Zahlreiche Unsicherheiten
Unter den Farmern, die sich für die Unabhängigkeit aussprechen, geht auch die Angst um, dass das Vereinigte Königreich bald in einer Abstimmung den Austritt aus der EU geben wird. Sie fürchten dann massive Verluste, weil gar keine EU-Gelder mehr fliessen würden. Und dies aufgrund einer Abstimmung, die im bevölkerungsreichen Süden des Landes entschieden würde.
Doch all diese Argumente basieren darauf, dass Schottland nach Erlangung der Unabhängigkeit überhaupt noch Mitglied der EU sein wird. Während Alex Salmond betont, Schottland bleibe automatisch Mitglied, sieht die EU-Kommission dies anders. Ihrer Meinung nach wäre Schottland kein Mitglied mehr und müsste einen Antrag auf Aufnahme stellen. Zustimmen müsste dem auch das verbliebene Vereinigte Königreich.

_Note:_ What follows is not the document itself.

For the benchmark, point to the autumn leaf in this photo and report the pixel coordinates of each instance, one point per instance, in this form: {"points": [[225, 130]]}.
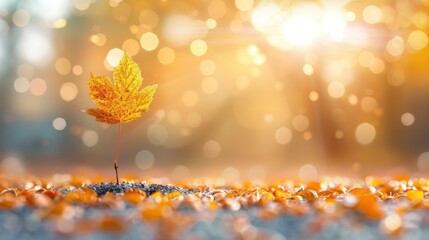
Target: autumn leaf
{"points": [[121, 101]]}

Genau diese Unsicherheiten verleiten auch zahlreiche Farmer dazu, ein Nein in die Urne zu legen. Denn noch ist vieles unklar: EU-Mitgliedschaft, Währung, Militär, und auch die künftigen Exportmärkte. So fürchten viele in der Landwirtschaftsbranche ein Absatzproblem gewisser Produkte. Denn der gesamtbritische Markt ist für Schottlands Ernährungsindustrie wichtiger als derjenige der ganzen restlichen Welt zusammen.
Agrarjournalisten aus aller Welt in Schottland
Vom 4. bis zum 8. September fand der Kongress der International Federation of Agricultural Journalists (IFAJ) im schottischen Aberdeen statt. Teilgenommen haben 212 Journalisten aus 37 Ländern von Guatemala über Kamerun, der Schweiz bis Australien. Die Journalisten konnten mit Besuchen auf Farmen die Eigenheiten der schottischen Landwirtschaft erleben, wichtige internationale Kontakte knüpfen und Erfahrungen sammeln. Zudem wurden zahlreiche Referate gehalten, unter anderem von Nigel Miller, Präsident des Bauernverbandes NFU Scotland sowie als Höhepunkt von Alex Salmond, Ministerpräsident Schottlands. An der Delegiertenversammlung wurde LID-Geschäftsführer Markus Rediger für zwei weitere Jahre als Präsident des IFAJ bestätigt.